Sekiranya Al-Qur’an ditulis pada sebuah papan, maka hukumnya sama dengan Mushaf itu sendiri, sama saja tulisannya sedikit atau banyak. Bahkan seandainya hanya sebaiah atau ayat yang ditulis untuk mencar ilmu, haram menyentuh papan itu.

Masalah ke-104:
Jika orang yang berhadas atau junub atau perempuan haid membuka lembaran-lembaran Mushaf dengan sepotong kayu atau seumpanya, maka ada dua pendapat dari para sahabat kami perihal keharusannya. Pendapat yang lebih terperinci yaitu mampu. Pendapat ini didukung bersama oleh para ulama Iraq sahabat kami lantaran dia tidak menyentuh dan tidak membawanya.

Pendapat kedua yaitu haram karena ia beliaunggap membawa kertas dan kertas itu seakan-akan seluruhnya. bila ia mnggulung lengan bajunya di atas tangannya dan membalik kertas itu, maka hukumnya haram tanpa ada perselisihan. Salah seorang sahabat kami menceritakan adanya dua pendapat berkenaan dengan perkara tersebut. Pendapat yang benar yaitu memastikan haramnya, karena pembalikan kertas itu dilakukan oleh tangan, bukan lengan bajunya.

Masalah ke-105:
Jika orang yang berjunub berhadas menulis Mushaf, sedangkan dia membawa kertasnya atau menyentuhnya dikala menulis, maka hukumnya haram. jika dia tidak membawanya dan tidak menyentuhnya, maka ada tiga pendapat berkenaan dengannya. Pendapat yang lebih sahih adalah mampu, pendapat kedua mengaramkannya. Pendapat ketiga, diharuskan bagi yang berhadas kecil dan haram bagi orang yang berjunub.

Masalah ke-106:
Jika orang yang  berhadas atau junub atau perempuan haid menyentuh atau membawa sebuah kitab fiqh atau kitab ilmu lain yang berisi ayat-ayat Al-Qur’an atau bersulam ayat Al-Qur’an atau yang uang dirham atau uang dinar berukiranayat Al-Qur’an atau membawa barang-barang yang di antaranya terdapat Mushaf atau menyentuh dinding atau makanan kuil atau roti yang berukiran Al-Qur’an, maka madzhab yang sahih ialah bisa melaksanakan semua ini lantaran ia bukan Mushaf. Terdapat satu pendapat yang mengatakan haram. Qadhi besar abu Hasan Al-Mawardi dalam kitabnya Al-Haawi berkata, mampu menyentuh baju yang bersulam Al-Qur’an dan tidak bisa memakainya tanpa ada perselisihan lantaran tujuan memakainya adalah tabarruk (mengambil berkat) dengan Al-Qur’an.

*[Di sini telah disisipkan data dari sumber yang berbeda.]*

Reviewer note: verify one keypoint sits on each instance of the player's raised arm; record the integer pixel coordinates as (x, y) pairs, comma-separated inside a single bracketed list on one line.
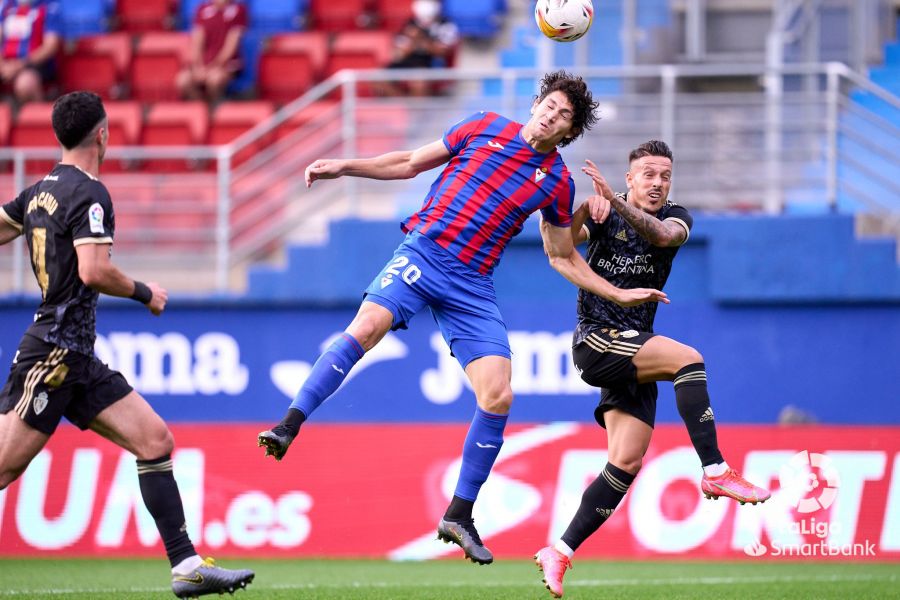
[(8, 231), (404, 164), (98, 272), (571, 265)]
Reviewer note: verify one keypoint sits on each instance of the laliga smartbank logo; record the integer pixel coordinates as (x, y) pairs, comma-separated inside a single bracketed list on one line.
[(809, 483)]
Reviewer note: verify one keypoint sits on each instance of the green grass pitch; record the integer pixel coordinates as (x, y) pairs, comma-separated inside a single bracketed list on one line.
[(456, 580)]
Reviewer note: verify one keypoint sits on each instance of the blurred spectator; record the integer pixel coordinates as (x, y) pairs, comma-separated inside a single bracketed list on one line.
[(215, 42), (30, 34), (427, 40)]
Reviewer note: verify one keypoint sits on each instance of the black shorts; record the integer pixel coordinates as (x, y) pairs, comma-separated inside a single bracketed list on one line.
[(604, 361), (47, 383)]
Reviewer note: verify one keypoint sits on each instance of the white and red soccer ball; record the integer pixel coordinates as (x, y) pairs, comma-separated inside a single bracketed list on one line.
[(564, 20)]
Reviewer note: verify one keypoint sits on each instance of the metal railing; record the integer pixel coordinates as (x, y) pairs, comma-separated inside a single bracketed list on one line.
[(772, 142)]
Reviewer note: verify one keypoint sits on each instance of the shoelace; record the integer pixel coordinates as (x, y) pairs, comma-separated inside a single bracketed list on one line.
[(469, 526)]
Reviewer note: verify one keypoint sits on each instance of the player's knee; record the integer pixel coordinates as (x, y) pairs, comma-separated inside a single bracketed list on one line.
[(629, 464), (7, 476), (690, 356), (158, 442), (497, 400)]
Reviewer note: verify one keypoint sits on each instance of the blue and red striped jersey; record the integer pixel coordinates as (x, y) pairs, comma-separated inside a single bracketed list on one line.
[(492, 183), (23, 26)]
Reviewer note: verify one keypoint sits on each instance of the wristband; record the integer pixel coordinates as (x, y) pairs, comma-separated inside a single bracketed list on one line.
[(142, 293)]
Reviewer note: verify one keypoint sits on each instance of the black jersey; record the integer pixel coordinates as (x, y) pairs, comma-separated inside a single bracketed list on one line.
[(66, 208), (618, 254)]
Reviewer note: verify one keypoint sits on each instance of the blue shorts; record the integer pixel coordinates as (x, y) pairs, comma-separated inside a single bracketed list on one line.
[(463, 302)]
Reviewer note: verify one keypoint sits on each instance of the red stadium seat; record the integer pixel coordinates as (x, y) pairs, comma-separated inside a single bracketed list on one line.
[(290, 64), (157, 59), (393, 14), (32, 129), (125, 122), (339, 15), (231, 119), (174, 124), (98, 63), (145, 15)]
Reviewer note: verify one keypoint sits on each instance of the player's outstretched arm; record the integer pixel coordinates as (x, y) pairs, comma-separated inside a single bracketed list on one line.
[(98, 272), (8, 232), (571, 265), (404, 164), (659, 233)]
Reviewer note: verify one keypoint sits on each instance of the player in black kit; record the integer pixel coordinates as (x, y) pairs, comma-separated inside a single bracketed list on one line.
[(68, 222), (632, 240)]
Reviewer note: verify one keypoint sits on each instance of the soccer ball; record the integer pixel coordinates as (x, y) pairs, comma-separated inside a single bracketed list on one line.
[(564, 20)]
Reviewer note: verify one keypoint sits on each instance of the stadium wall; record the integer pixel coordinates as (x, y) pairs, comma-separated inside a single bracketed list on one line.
[(784, 311)]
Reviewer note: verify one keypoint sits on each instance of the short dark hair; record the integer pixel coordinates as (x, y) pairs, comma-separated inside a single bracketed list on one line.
[(651, 148), (579, 95), (75, 115)]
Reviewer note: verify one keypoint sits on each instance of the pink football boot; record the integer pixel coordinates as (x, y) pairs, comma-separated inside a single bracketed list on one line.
[(554, 565), (731, 485)]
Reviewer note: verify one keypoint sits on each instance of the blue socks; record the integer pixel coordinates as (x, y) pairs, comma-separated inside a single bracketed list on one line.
[(480, 450), (328, 373)]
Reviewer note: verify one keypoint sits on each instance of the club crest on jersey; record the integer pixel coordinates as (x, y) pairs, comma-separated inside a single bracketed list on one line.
[(40, 403), (95, 217)]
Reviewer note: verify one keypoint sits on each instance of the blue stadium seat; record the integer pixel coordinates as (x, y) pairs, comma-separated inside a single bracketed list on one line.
[(84, 17), (476, 19), (277, 16), (186, 11), (251, 46)]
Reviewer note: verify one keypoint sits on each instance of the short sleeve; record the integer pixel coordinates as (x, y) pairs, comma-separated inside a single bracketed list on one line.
[(559, 211), (680, 215), (14, 212), (595, 229), (458, 135), (91, 217)]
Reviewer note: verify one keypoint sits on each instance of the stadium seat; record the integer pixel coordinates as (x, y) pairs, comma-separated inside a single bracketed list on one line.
[(324, 112), (174, 124), (340, 15), (5, 123), (290, 64), (268, 17), (231, 119), (186, 11), (379, 126), (83, 17), (244, 81), (125, 122), (157, 59), (97, 63), (480, 19), (145, 15), (32, 129), (393, 14), (360, 50)]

Pendapat yang disebutkan atau dikatakannya ini yaitu lemah dan tidak seorang pun yang berpendapat seolah-olah itu menurut pengetahuan aku. Bahkan Asy-Syeikh abu Muhammad Al-Juwaini dan lainnya menegaskan keharusan memakainya. Inilah pendapat yang benar. Wallahua’lam.

Manakala Kitab tafsir Al-Qur’an, apabila Al-Qur’an yang terdapat di dalamnya lebih banyak dari lainnya, haram menyentuh dan membawanya. Kalau lainnya lebih banyak sebagaimana pada umumnya, maka ada tiga pendapat. Pedapat yang lebih shahih tidak haram. Pendapat kedua, haram. Pendapat ketiga, kalau Al-Qur’an di tulis dengan huruf yang kelas karena tebal atau dengan karakter merah atau lainnya, maka haram. kalau tulisannya tidak jelas, maka tidak haram.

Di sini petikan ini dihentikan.